Je sais cela mais ma résolution est prise. Je ne changerai pas d'avis. Autant ne pas lui mentir soit il me la donne aujourd'hui soit j'attendrai la caravane d'hiver ou le retour de Démétrius. Il doit bien en vendre lui !

_ Tu ne renonceras pas ? s'inquiète-t-il, certain de connaître la réponse.

_ Non.

_ Isoha ne sera jamais d'accord, bougonne-t-il.

_ C'est bien pour cela que je ne m'adresse pas à elle !

_ Attends au moins le retour de Iolass.

_ À quoi cela servirait-il ?

_ C'est un Atlante.

_ Grand bien lui fasse.

Il sort. J'ai gagné. À son corps défendant, mais j'ai gagné. J'espère seulement qu'il n'ira pas cafter. Il descend au pont inférieur, dans sa réserve personnelle. Il remonte en marmonnant toujours et lâche sur la table un minuscule sac de toile que je ramasse avant qu'il ne change d'avis. L'odeur d'amande amère m'indique que nous nous sommes bien compris.

_ Tu es sûre de toi ? essaie-t-il encore.

_ Aussi sûre qu'on puisse l'être.

_ Tu vas devoir apprendre à te débrouiller sans moi, lance-t-il en s'installant à nouveau sur sa couche. Je lève l'ancre.

_ En plein hiver ? Pourquoi ? C'est inhabituel !

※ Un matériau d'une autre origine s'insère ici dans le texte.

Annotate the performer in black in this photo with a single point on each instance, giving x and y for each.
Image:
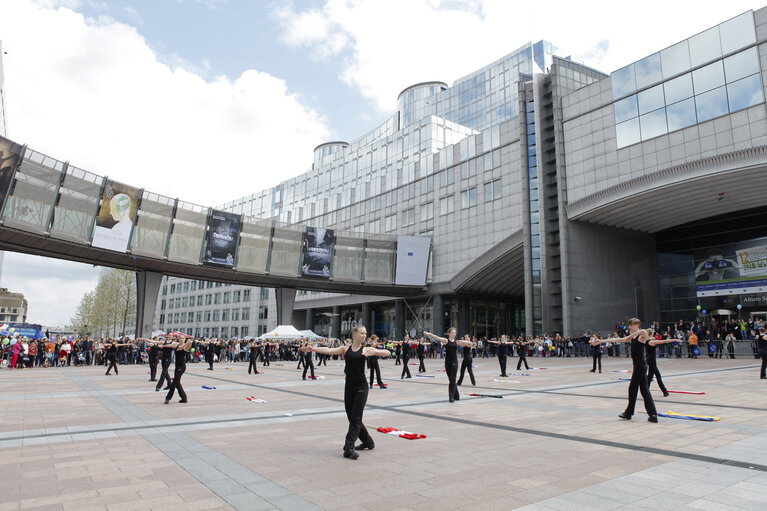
(523, 353)
(182, 347)
(254, 352)
(166, 356)
(761, 341)
(638, 339)
(652, 363)
(356, 389)
(111, 349)
(308, 363)
(501, 353)
(154, 358)
(451, 359)
(375, 369)
(596, 355)
(421, 352)
(467, 362)
(405, 349)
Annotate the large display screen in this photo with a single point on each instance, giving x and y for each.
(412, 260)
(116, 217)
(317, 251)
(734, 269)
(223, 236)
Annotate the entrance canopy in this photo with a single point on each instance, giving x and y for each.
(283, 332)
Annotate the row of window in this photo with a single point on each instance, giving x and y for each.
(722, 87)
(492, 191)
(208, 316)
(699, 49)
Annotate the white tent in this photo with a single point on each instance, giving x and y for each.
(282, 332)
(310, 335)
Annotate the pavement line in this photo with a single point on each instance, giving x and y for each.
(239, 486)
(534, 432)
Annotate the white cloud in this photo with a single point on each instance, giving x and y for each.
(390, 45)
(52, 287)
(91, 91)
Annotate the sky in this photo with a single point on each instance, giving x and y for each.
(211, 100)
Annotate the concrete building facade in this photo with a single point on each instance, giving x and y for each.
(558, 198)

_ Des bruits courent sur l'Atlantide. Je vais voir ce qui se passe, ordre de la reine.

_ C'est grave ?

_ Si les bruits se confirment, ça peut l'être. Mais inutile d'alarmer ton protégé, son grand frère s'en charge.

Très drôle ! Il adore cette plaisanterie fraternelle mais, derrière le badinage, je sens une inquiétude profonde. Mon projet ne fait que la renforcer et seule la certitude que je trouverai tôt ou tard ce qui me manque l'a fait céder. Il préfère que le danger vienne de sa main que de celle d'un étranger. Il est temps de prendre congé avant qu'il ne change d'avis.

Avec mille précautions, je rejoins mes appartements. Le soleil se lève, il me reste quelques heures pour tout préparer.